Não sou capaz de descrever a emoção de tê-lo nos braços. Dormia como um anjo. Mantive meus óculos para vê-lo de perto e observar cada detalhe. Branquinho, branquinho. Bochechas gordinhas e nariz alargado. A boquinha pequena, de vez em quando, mexia e ganhava a forma de um biquinho. O queixo, ai que bonitinho, afundado para dentro, pequenino. Tudo nele é pequeno, mas completo, bem formado. Semblante de um anjo, recém-chegado do céu.
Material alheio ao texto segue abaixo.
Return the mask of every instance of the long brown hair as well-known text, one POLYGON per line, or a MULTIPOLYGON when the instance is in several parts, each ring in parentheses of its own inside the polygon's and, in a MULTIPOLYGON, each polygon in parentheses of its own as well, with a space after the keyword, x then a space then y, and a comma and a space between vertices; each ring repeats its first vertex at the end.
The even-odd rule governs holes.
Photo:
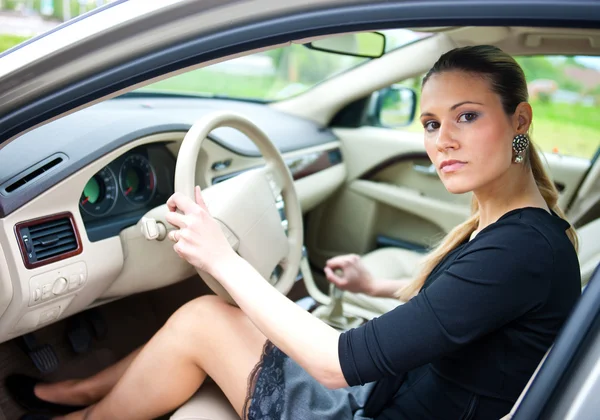
MULTIPOLYGON (((486 78, 492 90, 500 96, 504 112, 511 116, 521 102, 529 99, 525 74, 519 64, 508 54, 497 47, 477 45, 456 48, 443 54, 423 79, 423 86, 434 74, 447 71, 463 71, 486 78)), ((546 204, 558 216, 565 219, 563 211, 558 207, 558 191, 542 164, 537 148, 530 142, 524 164, 531 168, 537 187, 546 204)), ((396 292, 396 296, 408 301, 425 283, 431 271, 457 245, 467 240, 479 225, 479 204, 475 196, 471 202, 471 217, 452 229, 441 243, 425 257, 422 268, 416 278, 407 286, 396 292)), ((577 234, 571 226, 567 236, 578 248, 577 234)))

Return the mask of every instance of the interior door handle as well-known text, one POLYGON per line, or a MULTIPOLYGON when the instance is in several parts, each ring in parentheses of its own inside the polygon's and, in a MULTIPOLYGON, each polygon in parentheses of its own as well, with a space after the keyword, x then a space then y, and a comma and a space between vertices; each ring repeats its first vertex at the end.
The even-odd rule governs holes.
POLYGON ((427 176, 438 176, 437 171, 435 170, 435 165, 433 163, 429 166, 413 165, 413 171, 427 176))

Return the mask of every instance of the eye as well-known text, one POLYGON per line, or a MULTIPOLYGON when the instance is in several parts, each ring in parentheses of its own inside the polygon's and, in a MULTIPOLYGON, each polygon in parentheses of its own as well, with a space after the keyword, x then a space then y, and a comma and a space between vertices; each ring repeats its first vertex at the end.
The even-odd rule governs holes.
POLYGON ((458 122, 473 122, 478 116, 476 112, 465 112, 458 117, 458 122))
POLYGON ((423 123, 423 128, 425 128, 425 131, 432 132, 440 128, 440 124, 437 121, 425 121, 425 123, 423 123))

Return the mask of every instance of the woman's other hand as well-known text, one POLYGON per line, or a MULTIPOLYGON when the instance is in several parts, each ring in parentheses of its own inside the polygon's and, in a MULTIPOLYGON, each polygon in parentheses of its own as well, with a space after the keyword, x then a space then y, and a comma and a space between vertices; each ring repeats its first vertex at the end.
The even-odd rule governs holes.
POLYGON ((375 280, 356 254, 331 258, 325 266, 327 280, 342 290, 371 294, 375 280))
POLYGON ((169 239, 175 242, 173 249, 181 258, 198 270, 213 274, 216 267, 228 264, 237 254, 208 212, 200 187, 194 192, 195 202, 179 192, 167 200, 167 222, 179 228, 169 232, 169 239))

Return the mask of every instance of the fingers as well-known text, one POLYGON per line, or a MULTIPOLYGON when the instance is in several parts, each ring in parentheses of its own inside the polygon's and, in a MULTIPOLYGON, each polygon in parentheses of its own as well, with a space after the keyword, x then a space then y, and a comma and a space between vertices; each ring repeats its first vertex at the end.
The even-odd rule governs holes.
POLYGON ((181 210, 184 214, 199 213, 201 207, 183 193, 176 192, 167 200, 167 207, 172 212, 181 210))
POLYGON ((208 207, 206 206, 204 198, 202 197, 202 191, 200 191, 200 186, 196 185, 196 188, 194 188, 194 194, 196 195, 196 204, 202 207, 203 210, 208 211, 208 207))
POLYGON ((184 214, 176 213, 174 211, 167 213, 165 219, 167 219, 167 222, 180 229, 188 227, 189 224, 187 217, 184 214))
POLYGON ((360 257, 356 254, 338 255, 337 257, 330 258, 327 260, 327 267, 332 269, 345 268, 351 264, 356 264, 360 260, 360 257))
POLYGON ((325 276, 327 277, 327 280, 329 280, 338 287, 345 286, 347 283, 345 279, 335 274, 330 267, 325 267, 325 276))

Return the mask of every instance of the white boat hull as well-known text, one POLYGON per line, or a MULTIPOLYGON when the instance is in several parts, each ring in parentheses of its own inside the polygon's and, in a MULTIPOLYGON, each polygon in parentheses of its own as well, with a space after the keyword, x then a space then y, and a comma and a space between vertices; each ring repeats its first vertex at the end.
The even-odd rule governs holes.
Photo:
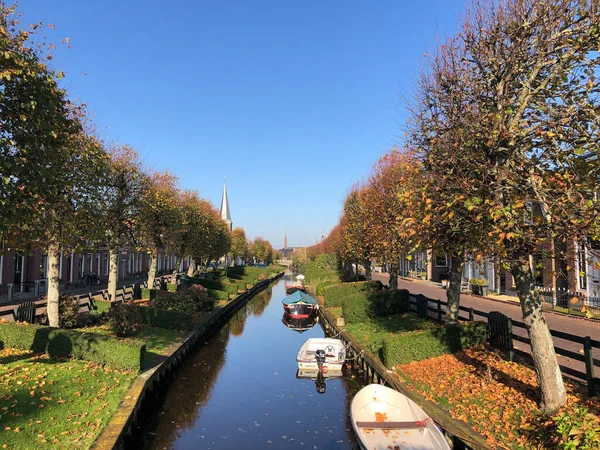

Senti, no coração, um amor maior que o mundo. Nossa intimidade crescia enquanto o segurava no colo. Era como se já nos conhecêssemos de longos tempos. Depois da sessão de fotos, me afastei. Ele mexeu, espreguiçou, se esticou. Pensei: vai acordar. Senti a iluminação forte em seus olhos quando tentou abri-los. Escolhi uma penumbra no final do corredor. Conversei calmamente. Impus um tom mais grave, mas gentil, amoroso e acolhedor. Senti sua confiança em mim. Se aquietou, depois de explorar o novo mundo, olhando para todos os lados. Permaneci ali, curtindo, enchendo meu coração de generosidade, de amor puro, verdadeiro, recebendo do José tudo de melhor que poderia trazer.

Já dera a hora de mamar. Fim de visita. Acho que esse é o papel de avô. Vir e ir embora. Cuidar, acariciar e partir. Deixar espaço para o casal cuidar do filho, como cuidamos dos nossos.